Solange Bushido rappt und mit seinen alten Hits seine Fans in die glorreichen Zeiten zurückversetzt, macht das Konzert Spaß. Ungefähr in der Mitte des Abends performt er ohne große Pausen einige seiner Songs aus der Zusammenarbeit mit Shindy, die die Halle in Ekstase versetzen. Da ist es auch zu verzeihen, dass Shindy es nicht nach Berlin geschafft hat und seine Stimme vom Band kommt.
Trockensex-Bewegungen in emotionalem Moment
Leider wird dieser Spaß aber viel zu oft durch unnötige Spielereien unterbrochen: Bushido fragt ab, aus welchen Bezirken die Fans kommen, zählt alle Tourstopps einzeln auf oder lässt die Zuschauer einen Dezibelmesser anschreien.
Wenn der mittlerweile 45 Jahre alte Bushido dann auch noch schlüpfrige Witze macht, wirkt der Rapper wie ein unangenehmer Onkel, der ein bisschen zu viel getrunken hat.

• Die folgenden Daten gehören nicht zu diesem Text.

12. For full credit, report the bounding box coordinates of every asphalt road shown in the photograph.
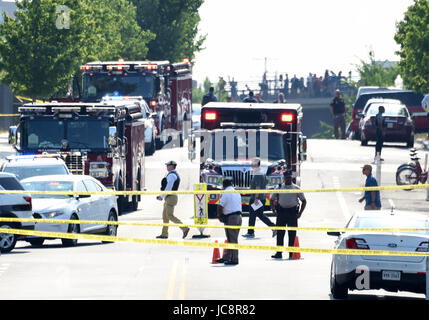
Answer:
[0,136,428,301]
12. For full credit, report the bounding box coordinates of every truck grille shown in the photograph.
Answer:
[223,169,253,188]
[65,154,85,174]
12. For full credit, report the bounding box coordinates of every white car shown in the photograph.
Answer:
[21,175,118,246]
[0,155,71,180]
[328,210,429,299]
[0,172,34,253]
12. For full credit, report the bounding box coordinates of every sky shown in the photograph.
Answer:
[193,0,414,85]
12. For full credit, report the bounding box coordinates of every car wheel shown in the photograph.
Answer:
[27,238,45,247]
[0,223,17,253]
[61,215,80,247]
[331,262,349,299]
[102,210,118,243]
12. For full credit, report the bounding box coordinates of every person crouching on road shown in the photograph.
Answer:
[270,171,307,259]
[216,178,242,265]
[359,164,381,210]
[243,158,277,238]
[157,161,189,239]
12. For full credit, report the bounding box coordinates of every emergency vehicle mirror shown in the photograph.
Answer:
[109,127,117,147]
[9,126,18,144]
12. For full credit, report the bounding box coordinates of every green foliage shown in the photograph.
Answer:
[394,0,429,92]
[0,0,154,99]
[132,0,206,62]
[356,51,399,87]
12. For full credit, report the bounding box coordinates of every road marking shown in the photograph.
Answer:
[167,260,179,300]
[332,176,351,221]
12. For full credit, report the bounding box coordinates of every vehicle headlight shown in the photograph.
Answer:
[268,176,283,185]
[207,176,220,185]
[89,162,109,178]
[43,211,64,219]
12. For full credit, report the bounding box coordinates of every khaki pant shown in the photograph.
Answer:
[222,214,242,263]
[161,194,188,237]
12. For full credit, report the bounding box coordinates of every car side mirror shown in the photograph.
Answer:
[327,231,341,237]
[109,127,118,147]
[9,126,18,145]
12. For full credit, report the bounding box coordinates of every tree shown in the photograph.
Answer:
[394,0,429,92]
[356,50,399,87]
[0,0,154,99]
[132,0,206,62]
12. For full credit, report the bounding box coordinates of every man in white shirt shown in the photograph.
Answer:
[157,161,189,239]
[216,178,242,265]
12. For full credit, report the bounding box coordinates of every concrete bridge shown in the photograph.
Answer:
[287,98,334,138]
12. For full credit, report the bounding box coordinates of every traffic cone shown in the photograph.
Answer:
[291,236,301,260]
[212,240,220,263]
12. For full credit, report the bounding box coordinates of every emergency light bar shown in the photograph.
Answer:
[204,112,217,121]
[281,113,293,122]
[220,122,275,129]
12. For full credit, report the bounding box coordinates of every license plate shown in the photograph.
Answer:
[381,271,401,281]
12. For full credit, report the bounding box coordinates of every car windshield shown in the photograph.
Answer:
[353,216,429,235]
[83,73,155,101]
[3,165,68,180]
[0,177,24,190]
[367,104,408,117]
[208,130,286,161]
[22,118,109,150]
[192,105,201,116]
[23,180,73,199]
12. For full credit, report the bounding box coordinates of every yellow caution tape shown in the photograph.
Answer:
[0,113,20,117]
[0,228,429,257]
[0,217,429,232]
[0,184,429,196]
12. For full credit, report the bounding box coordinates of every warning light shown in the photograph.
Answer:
[204,112,217,121]
[281,113,293,122]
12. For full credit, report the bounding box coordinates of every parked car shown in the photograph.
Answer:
[349,89,429,139]
[0,155,71,180]
[192,103,201,130]
[358,99,414,148]
[328,210,429,299]
[140,100,158,156]
[0,172,34,253]
[22,175,118,246]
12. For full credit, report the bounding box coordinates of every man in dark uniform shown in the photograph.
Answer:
[201,87,217,106]
[330,89,346,139]
[270,171,307,259]
[157,161,189,239]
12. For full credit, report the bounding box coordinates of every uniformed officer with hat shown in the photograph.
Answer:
[157,161,189,239]
[270,170,307,259]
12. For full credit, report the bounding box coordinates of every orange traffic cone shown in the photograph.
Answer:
[291,236,301,260]
[212,240,220,263]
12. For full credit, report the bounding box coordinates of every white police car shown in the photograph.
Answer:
[0,154,71,180]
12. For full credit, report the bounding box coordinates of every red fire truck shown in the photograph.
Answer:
[190,102,307,218]
[9,100,145,213]
[81,59,192,147]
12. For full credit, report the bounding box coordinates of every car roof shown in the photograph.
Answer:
[21,174,93,183]
[0,172,16,179]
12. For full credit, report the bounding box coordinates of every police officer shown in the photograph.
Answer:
[270,171,307,259]
[216,178,242,265]
[157,161,189,239]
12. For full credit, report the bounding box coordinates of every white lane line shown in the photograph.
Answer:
[332,176,351,221]
[167,260,179,300]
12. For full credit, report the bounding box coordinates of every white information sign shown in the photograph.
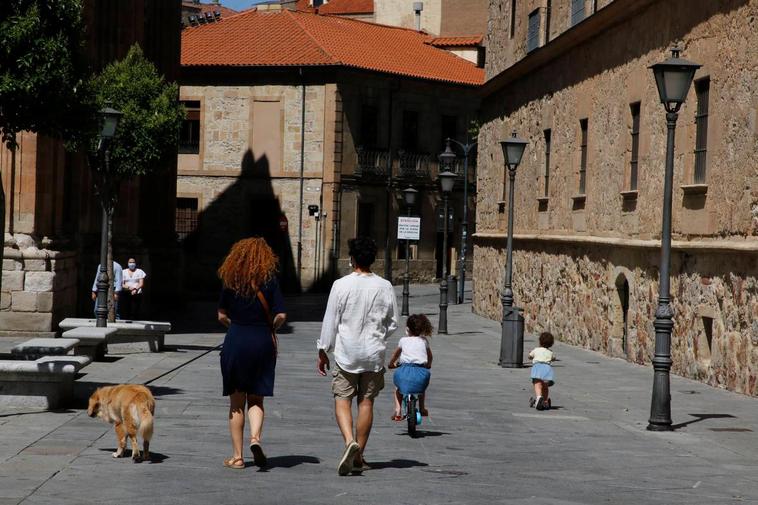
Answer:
[397,216,421,240]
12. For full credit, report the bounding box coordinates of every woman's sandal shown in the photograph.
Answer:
[224,458,245,470]
[250,440,268,468]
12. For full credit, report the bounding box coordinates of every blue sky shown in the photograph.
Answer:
[221,0,272,11]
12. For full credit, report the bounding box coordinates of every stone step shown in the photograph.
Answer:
[11,338,79,360]
[0,356,92,409]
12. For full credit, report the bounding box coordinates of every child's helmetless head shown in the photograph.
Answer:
[405,314,432,337]
[540,331,555,348]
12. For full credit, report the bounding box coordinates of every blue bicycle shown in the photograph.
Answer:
[403,394,421,438]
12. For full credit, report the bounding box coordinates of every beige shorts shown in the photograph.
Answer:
[332,364,384,401]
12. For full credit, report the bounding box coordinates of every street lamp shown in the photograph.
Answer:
[400,186,418,316]
[500,131,527,368]
[95,107,124,328]
[437,170,455,333]
[647,48,702,431]
[440,138,477,303]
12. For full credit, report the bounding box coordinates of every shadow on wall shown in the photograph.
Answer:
[182,149,300,297]
[482,0,749,123]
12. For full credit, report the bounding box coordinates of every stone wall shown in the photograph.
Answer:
[177,85,333,291]
[474,0,758,395]
[0,234,77,336]
[474,238,758,396]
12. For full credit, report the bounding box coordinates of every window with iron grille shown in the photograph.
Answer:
[179,100,200,154]
[629,102,640,190]
[440,114,458,153]
[360,104,379,149]
[694,77,711,184]
[400,110,418,153]
[176,198,197,242]
[356,202,374,238]
[511,0,516,38]
[579,119,588,195]
[544,129,553,197]
[526,9,540,52]
[571,0,584,26]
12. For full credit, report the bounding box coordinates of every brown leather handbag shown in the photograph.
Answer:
[256,291,279,358]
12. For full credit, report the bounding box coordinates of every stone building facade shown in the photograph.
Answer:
[474,0,758,395]
[0,0,181,336]
[177,9,483,296]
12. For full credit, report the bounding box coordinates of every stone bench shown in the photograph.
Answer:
[58,317,171,352]
[56,326,118,360]
[0,356,92,409]
[11,338,79,361]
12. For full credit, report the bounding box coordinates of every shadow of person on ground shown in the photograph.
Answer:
[98,447,169,464]
[259,454,321,472]
[671,414,735,430]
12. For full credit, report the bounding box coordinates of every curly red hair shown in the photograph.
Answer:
[218,237,279,297]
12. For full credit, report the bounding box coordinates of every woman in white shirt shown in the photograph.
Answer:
[387,314,432,421]
[121,258,147,320]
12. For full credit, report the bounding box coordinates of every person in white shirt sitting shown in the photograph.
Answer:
[387,314,432,421]
[121,258,147,319]
[317,237,397,475]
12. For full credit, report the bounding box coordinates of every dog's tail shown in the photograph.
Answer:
[136,395,155,442]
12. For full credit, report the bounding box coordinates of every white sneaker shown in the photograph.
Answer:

Erst sagt er aus Versehen "Lieblingsstellung" statt "Lieblingsstelle" und amüsiert sich königlich darüber, dann vergleicht er den Dezibelmesser mit einem Rektalthermometer. Negativer Höhepunkt: Als in einem eigentlich hochemotionalen Moment seine Frau Anna-Maria auf die Bühne kommt und ihn umarmt, macht Bushido tatsächlich Trockensex-Bewegungen.
Mehrmals holt Bushido seine Kinder auf die Bühne
Im letzten Akt des Konzertes geht es um Bushidos Wandlung vom aggressiven Straßenrapper zum einfühlsamen Familienvater. Das demonstriert er nicht nur mit den Songs "Papa" und "Familie", er holt auch gleich mehrmals vier seiner Kinder auf die Bühne. Es gibt lange Gruppenumarmungen, dann sollen die Acht- bis Elfjährigen das Publikum anfeuern. Beim letzten Lied "Für immer jung" tanzen die Kinder im Hintergrund auf der Bühne. Wie so oft im Leben der Ferchichis verschwimmen die Grenzen zwischen süßem Familienidyll und berechnender Selbstvermarktung.
Gut einen Monat lang dauert Bushidos "König für immer"-Tour. Laut Anna-Maria begleiten sie und die Kinder ihn während der gesamten Zeit im Tourbus. Am 15. April gibt es noch ein weiteres Konzert in Berlin.